Indiana Rail Road (PDF file, 55.03 KB):

Shuffle Creek Trestle

Thanks for the statement–which was well written.

Maybe these women will be smart enough to cash in on their fame/notoriety. A spot on Dr. Phil… a Playboy centerfold. This could be their ticket… (after they get out of jail).

How about some comments from trains.com’s countless female contributors?

Well… I’m not a woman, and I don’t play one on TV, and I didn’t stay at a Holiday Inn last night, but I’m not sure how a woman’s comments would vary from a man’s. Is it because the trespassers were women?

Trespassing is trespassing. Illegal is illegal. Stupid is stupid. Gender us gender but neither gender has ownership of the first three. However, I would like to hear this pair’s statements at to what they were doing on he bridge, at that hour of the morning, and what was going through their minds as this whole scene unfolded. Not because they are women but because it may tell a story from which others could learn…

Ok, I will. I have many things going thru my mind, not the least of which is that this used to be the male species doing this type of tresspass. As a mother of a day or two, this just makes me heartsick when I see any of our young people doing this type of almost sure death stunts.

We are a society of looking for a bigger high, a bigger stunt that will thrill and shock and no limits on what we can find on video somewhere to try next. And to paraphrase my favorite poster Kyle - let’s hit them in the head with a plow and teach them not to do that. What can I possibly say? That is an incredibly sad statement to go along with an incredibly sad situation.

Most bridges that I’ve seen have a narrow walkway on one side… maybe that should be mandatory. People might say that a walkway would encourage trespassing, but clearly the lack of a walkway doesn’t seem to discourage it.

We can’t seem to stop people from trespassing, so perhaps we should at least provide a means of escape. The crews might appreciate a walkway also in the event of an emergency on the bridge.

As in so many legal issues like this, ethnicity, race, marital status, sex, hair colour and style, choices of footwear, annual earnings, disability, choice of personal automobile, choices of alimentation, presence of tattoos, education attainment, and many other attributions, preferences or predilections are irrelevant.

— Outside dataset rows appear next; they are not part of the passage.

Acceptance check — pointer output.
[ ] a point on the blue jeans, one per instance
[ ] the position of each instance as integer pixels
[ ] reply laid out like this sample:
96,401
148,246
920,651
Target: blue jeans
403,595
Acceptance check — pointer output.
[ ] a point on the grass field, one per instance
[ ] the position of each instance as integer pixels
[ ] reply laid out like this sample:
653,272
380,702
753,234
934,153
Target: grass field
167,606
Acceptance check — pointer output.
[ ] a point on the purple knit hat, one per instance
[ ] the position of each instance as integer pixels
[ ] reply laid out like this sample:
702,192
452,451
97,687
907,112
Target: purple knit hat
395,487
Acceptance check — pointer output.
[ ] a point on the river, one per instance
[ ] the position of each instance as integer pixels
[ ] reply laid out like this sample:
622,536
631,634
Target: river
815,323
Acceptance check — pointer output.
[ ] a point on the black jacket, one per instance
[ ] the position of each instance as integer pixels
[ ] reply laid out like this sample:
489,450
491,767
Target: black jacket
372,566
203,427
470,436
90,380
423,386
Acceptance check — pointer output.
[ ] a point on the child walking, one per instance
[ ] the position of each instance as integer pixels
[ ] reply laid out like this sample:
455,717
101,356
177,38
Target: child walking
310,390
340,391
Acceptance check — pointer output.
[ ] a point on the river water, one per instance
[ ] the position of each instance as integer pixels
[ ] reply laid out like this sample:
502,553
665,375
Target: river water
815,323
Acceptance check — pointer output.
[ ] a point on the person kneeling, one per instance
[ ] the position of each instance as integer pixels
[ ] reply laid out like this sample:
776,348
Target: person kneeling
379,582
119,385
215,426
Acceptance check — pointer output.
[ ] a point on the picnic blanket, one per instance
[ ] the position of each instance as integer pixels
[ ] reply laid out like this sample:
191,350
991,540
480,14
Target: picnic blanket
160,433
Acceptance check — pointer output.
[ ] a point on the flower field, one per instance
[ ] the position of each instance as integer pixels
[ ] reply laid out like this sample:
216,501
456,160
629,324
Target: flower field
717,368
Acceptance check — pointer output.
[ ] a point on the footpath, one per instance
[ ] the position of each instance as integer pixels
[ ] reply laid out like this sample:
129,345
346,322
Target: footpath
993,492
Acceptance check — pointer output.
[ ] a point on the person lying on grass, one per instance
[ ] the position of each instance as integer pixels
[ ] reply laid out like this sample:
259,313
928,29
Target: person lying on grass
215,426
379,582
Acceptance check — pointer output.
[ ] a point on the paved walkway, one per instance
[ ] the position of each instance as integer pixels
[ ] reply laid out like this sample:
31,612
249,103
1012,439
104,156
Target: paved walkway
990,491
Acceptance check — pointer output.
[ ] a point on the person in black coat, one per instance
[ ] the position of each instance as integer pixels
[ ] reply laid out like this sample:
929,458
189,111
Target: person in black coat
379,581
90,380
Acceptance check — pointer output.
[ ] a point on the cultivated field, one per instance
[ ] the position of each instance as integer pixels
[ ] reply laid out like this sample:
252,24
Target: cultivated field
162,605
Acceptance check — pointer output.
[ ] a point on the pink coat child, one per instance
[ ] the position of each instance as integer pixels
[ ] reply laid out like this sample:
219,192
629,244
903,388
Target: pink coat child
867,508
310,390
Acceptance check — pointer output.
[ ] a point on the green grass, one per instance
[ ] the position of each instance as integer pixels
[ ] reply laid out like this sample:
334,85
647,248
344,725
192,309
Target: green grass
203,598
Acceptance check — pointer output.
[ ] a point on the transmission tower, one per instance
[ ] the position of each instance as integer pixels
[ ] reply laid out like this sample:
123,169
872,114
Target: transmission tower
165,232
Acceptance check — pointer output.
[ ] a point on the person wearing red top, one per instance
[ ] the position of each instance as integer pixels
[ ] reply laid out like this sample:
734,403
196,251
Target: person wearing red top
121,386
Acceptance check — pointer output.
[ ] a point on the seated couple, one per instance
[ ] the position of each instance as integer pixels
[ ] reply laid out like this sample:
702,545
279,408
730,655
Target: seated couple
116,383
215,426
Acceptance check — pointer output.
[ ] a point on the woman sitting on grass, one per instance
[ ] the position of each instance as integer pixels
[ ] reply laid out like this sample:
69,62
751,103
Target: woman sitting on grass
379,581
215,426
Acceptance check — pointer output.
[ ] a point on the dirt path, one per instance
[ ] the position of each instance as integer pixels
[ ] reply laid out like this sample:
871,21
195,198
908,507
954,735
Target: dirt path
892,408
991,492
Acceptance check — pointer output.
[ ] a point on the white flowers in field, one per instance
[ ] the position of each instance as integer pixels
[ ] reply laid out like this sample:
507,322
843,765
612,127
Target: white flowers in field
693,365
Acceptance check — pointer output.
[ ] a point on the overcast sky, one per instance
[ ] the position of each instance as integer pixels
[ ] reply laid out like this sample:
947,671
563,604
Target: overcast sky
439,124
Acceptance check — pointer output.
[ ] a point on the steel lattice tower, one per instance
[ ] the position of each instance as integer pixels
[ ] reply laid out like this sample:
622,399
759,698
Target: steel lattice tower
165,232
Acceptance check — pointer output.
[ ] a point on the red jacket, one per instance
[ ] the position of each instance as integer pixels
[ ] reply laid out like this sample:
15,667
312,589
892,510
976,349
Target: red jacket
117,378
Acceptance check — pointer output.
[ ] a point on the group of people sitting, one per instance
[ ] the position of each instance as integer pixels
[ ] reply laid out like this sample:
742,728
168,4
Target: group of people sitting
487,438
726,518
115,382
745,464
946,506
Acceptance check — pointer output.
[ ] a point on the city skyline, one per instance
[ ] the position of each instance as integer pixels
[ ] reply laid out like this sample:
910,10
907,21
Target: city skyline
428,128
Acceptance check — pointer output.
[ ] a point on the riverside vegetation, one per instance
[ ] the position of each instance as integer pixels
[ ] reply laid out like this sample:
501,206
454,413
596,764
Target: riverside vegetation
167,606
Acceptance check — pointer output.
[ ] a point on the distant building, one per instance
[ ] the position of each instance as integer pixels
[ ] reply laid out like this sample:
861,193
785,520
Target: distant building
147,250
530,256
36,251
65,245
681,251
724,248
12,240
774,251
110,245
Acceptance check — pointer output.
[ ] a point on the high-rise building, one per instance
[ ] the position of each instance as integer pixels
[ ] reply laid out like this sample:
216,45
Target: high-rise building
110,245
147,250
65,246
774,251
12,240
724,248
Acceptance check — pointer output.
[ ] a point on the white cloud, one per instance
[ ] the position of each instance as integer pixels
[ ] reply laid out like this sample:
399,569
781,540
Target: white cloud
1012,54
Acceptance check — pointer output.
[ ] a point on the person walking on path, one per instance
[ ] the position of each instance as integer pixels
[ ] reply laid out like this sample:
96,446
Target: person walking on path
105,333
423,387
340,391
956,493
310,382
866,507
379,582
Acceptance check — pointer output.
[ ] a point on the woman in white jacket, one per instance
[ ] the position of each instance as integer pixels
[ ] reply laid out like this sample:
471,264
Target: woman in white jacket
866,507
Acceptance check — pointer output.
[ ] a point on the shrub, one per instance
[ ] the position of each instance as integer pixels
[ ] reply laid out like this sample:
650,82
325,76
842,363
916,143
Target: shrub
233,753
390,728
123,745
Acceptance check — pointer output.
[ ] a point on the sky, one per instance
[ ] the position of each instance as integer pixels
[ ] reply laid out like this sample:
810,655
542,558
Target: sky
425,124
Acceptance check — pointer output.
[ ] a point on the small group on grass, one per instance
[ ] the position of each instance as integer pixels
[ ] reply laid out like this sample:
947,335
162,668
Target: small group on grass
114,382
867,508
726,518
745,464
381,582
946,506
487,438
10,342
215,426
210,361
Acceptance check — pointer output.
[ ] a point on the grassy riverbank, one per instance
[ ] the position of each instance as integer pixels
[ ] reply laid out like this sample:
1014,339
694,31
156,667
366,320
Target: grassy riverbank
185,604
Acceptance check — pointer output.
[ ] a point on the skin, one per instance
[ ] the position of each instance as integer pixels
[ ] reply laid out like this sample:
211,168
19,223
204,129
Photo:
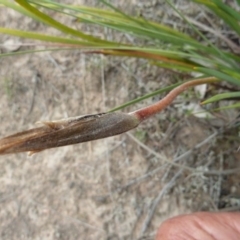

When it comes to handcuffs, one size fits all.

-Crandell

Hand cuffs or straight jackets? We’ve a hard time in this country getting this correct.

Thankfully the train didn’t take down the bridge when it derailed. However the fact that it did slightly derail will give the railroad more reason to sue these idiots till their broke and push for maximum jail time. That will send a clear message to people that trespassing is illegal and dangerous. I hope that Operation Lifesaver will use this incident to help educate the public on safety around railroads by using the media.

A piece of chain should be hung from the bottom of locomotives to discourage idiots from laying in between the rail and having a train go over them. I sure one idiot has probably already tried this.

How do you “slightly derail” a train? Isn’t that like being “slightly pregnant?”

Was there only an engineer onboard?

“In this case, not only did two trespassers narrowly escape a horrible death, but had the heavy
train derailed due to the emergency brake application – which isn’t uncommon – it could have taken down the bridge, possibly killing the engineer as well."

If not, they forgot someone…

http://www.inrd.com/documents/news_releases/2014-07-29_Shuffle_Creek.pdf

From all I read, the train did NOT derail (slightly or not). It was mentioned in a public comment that putting a train into emergency braking COULD derail a train, but nowhere have I seen any mention about this train derailing at all.

or slightly dead…

There was apparently no derailment, slight or otherwise.

It seems like Kyle’s chain could have hit them on the head, possibly fatally; or discouraged them from taking the one possible action that saved their lives. Maybe we ought to forget about the chain, OK?